The way to an adventurous, passionate, fulfilling existence is the exact opposite of what most of us have been programmed to believe. Life’s gifts don’t come from being perfect and doing everything perfectly; they show up when we ditch the script and give ourselves a little FREAKING permission to just be The Beginner. (Tweet-Worthy!)

 

The Truth Behind The Truth

The aim of life is to live, and to live means to be aware, joyously, drunkenly, serenely aware. – Henry Miller

Modern life has a lot of noise.  There are so many things that we feel we have to do.  We wade through a sea of subtle and overt messages everyday about who we are supposed to be and what we are supposed do in order to be happy. It’s easy to let the days, ahem– years, roll by lost in a haze of contiguous events, with little real awareness of much of all.

Awareness means looking beyond what you see at face value.

Awareness means gaining an in depth understanding of yourself beyond your job, your relationships, and your beautiful things.

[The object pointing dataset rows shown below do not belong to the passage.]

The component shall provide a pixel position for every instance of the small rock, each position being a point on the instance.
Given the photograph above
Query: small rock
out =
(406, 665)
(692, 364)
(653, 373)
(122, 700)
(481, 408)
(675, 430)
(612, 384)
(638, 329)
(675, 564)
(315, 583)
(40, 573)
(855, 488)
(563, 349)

Awareness is an understanding of yourself beyond your agendas, or in other words, gaining an understanding of not just what motivates your creations but why?

I recently had a conversation with a friend who was puzzled by her lack of joy and passion for life. On the outside things couldn’t be better; however in spite of the beautiful home, family, and material riches she’s manifested, she doesn’t understand why she feels pretty numb.

Sometimes we get so caught up in our own illusions, we have no idea that there is a completely different truth at play that is impacting our happiness and wellbeing.

Perceived Truth: I am a hard worker, and I put my work first because I love it. It’s an honorable thing to be a hard worker.

After some communication we got down to the heart of the matter. truth, next exit

Actual Truth: I have very little sincere belief in myself, and growing up I didn’t do well in school, so I am going to prove to all those people who didn’t believe in me that I am successful. In reality, I love the cash and  showing all those naysayers how awesome I am.

As you may remember from my previous post, What if Being Right is actually Wrong:

The need to prove anything at all is a reflection that you are out of affinity/peace with yourself, and a sign you don’t feel like you are enough just as you are. If you feel like you aren’t enough, you have to perform as a way of gaining the approval and acceptance from others to make up for approval and acceptance you aren’t giving yourself. In order to perform, you forsake your authenticity, and authenticity is where true self-worth, and ultimately joy, sprouts.

This is what I mean when I talk about tearing down the illusions that cause pain.

The illusion: If I convince everyone else that I am special and worthy, I will be/feel special and worthy.

The Truth: If you are doing it for others, you’re never going to gain that genuine fulfillment that you seek. If you can’t be authentic, the validation that you receive from others isn’t really a validation for you – it’s for your performance.

Look for the truth that hides behind what you think is true. Don’t judge yourself. You’ve only been operating off of what you’ve been taught.

Truth is awareness, and awareness about you is your gateway to happiness.